Mas isso ocorreu há quase quatro anos, em agosto de 2014, durante a expansão inicial do EI no norte do Iraque e da Síria, região na qual o grupo declarou ter instaurado um califado.

Em 2014, o Estado Islâmico alcançou o auge de sua expansão territorial, ocupando áreas no Iraque e na Síria habitadas por cerca de 10 milhões de pessoas.

Mas os esforços militares internacionais contra o grupo levaram a uma reducão significativa do território controlado pelo grupo desde então. Segundo a coalizão miltar liderada pelos Estados Unidos, 98% do território controlado pelo EI em seu auge já foi recapturado. O grupo jihadista controlaria apenas pequenas áreas, a maior parte ao longo do rio Eufrates, na província de Deir al-Zour, na Síria.

A cidade de Qaraqosh foi retomada em outubro de 2016, após dois anos sob o controle do EI.

Seus moradores cristãos estão sendo perseguidos?

Os jihadistas tinham como alvo minorias religiosas e étnicas, como é o caso dos cristãos iraquianos. Milhares deles fugiram de Qaraqosh para não serem mortos caso não quisessem se converter ao islamismo.

Os cristãos foram rumo ao Curdistão iraquiano, uma província semiautônoma no norte do país habitada por curdos, um povo sem pátria com uma população estimada em 30 milhões, atualmente espalhada pelo Oriente Médio e outros continentes.

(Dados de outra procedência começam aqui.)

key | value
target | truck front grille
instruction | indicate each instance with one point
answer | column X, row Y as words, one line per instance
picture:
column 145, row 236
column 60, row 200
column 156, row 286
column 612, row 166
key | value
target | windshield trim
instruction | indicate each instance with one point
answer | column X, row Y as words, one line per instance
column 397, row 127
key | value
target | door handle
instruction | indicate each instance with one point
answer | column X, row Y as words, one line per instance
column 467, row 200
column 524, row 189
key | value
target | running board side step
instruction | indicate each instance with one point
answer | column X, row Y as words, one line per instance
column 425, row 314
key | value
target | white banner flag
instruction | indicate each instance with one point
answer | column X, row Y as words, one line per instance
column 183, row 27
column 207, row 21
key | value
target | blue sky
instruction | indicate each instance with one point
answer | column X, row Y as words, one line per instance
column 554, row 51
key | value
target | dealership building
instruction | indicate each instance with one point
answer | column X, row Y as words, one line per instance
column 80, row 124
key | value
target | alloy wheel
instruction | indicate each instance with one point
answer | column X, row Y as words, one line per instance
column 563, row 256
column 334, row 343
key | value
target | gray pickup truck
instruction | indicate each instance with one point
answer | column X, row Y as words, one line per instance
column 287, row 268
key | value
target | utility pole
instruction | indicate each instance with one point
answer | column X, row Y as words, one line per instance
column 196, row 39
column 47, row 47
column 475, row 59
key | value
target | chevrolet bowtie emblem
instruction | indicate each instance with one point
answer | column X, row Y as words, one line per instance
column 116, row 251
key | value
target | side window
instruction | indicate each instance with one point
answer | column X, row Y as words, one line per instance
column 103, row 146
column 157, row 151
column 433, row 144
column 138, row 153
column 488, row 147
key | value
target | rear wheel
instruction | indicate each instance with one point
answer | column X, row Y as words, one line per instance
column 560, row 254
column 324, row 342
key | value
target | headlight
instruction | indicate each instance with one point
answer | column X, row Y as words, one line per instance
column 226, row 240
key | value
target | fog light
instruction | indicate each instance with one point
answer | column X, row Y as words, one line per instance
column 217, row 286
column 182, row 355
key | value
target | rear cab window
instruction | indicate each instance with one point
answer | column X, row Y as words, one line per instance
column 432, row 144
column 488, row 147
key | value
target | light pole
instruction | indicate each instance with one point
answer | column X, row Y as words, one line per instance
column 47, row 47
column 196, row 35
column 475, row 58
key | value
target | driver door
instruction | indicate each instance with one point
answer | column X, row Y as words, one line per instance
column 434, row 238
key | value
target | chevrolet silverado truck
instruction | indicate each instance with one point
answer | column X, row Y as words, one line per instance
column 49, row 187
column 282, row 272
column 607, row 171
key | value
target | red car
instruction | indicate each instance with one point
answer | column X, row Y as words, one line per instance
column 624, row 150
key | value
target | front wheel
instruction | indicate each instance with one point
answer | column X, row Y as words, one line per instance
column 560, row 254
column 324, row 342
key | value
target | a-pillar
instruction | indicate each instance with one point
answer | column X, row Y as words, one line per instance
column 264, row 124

Extremistas buscaram destruir qualquer sinal do cristianismo em Qaraqosh

Ao longo dos dois anos de ocupação da cidade, os membros do EI buscaram eliminar qualquer evidência do cristianismo, destruindo igrejas, torres, imagens e estátuas.

Mesmo após ter sido retomada, a cidade hoje tem apenas uma fração da população que a habitava antes.

Houve mesmo casos de crianças decapitadas pelo EI na cidade?

Não existe nenhum caso confirmado de decapitação, segundo Mohamed Yehia, editor do serviço árabe da BBC.

A referência à decapitação de crianças em Qaraqosh foi feita por Mark Arabo, um líder cristão sírio baseado na Califórnia, nos Estados Unidos, em uma entrevista à rede CNN, em agosto de 2014, mas nunca houve comprovação de que decapitações estivessem ocorrendo realmente na cidade.

Imagens de supostas crianças decapitadas também circularam em redes sociais e sites na internet, mas nenhuma teve a autenticidade comprovada.

O papa pediu orações para os cristãos de Qaraqosh?

A perseguição de cristãos no Iraque já foi tema de falas de Francisco, sem mencionar especificamente esta cidade.

Em 2014, antes mesmo da invasão de Qaraqosh, o papa disse que os cristãos perseguidos no Iraque e no Oriente Médio eram objeto de suas «constantes orações». Nesta época, habitantes de Mossul estavam deixando esta cidade diante do avanço do EI.

O papa já pediu orações por cristãos perseguidos no Iraque, mas não mencionou diretamente Qaraqosh

Em 2016, na benção de Natal, ele reiterou seu pedido aos milhares de fiéis presentes na praça de São Pedro, dizendo a eles que direcionassem seus «pensamentos, afeição, orações e até lagrimas» aos cristãos iraquianos.

«Há mais mártires cristãos hoje do que nos primeiros séculos (da Igreja)», disse o papa.

Em março do ano passado, Francisco voltou a pedir orações para que «o Iraque encontrasse paz, unidade e prosperidade na reconciliação e na harmonia entre seus diferentes componentes étnicos e religiosos».

Qual é a situação hoje em Qaraqosh? A população cristã retornou?

Houve uma ampla destruição de casas e igrejas pelo Estado Islâmico na cidade. Algumas igrejas já foram reconstruídas e parte da população cristã retornou a Qaraqosh após a retomada. Muitos retornaram apenas para tentar recuperar posses deixadas para trás na fuga.

A cidade está se recuperando gradualmente, mas ainda não voltou totalmente à vida normal de antes de 2014.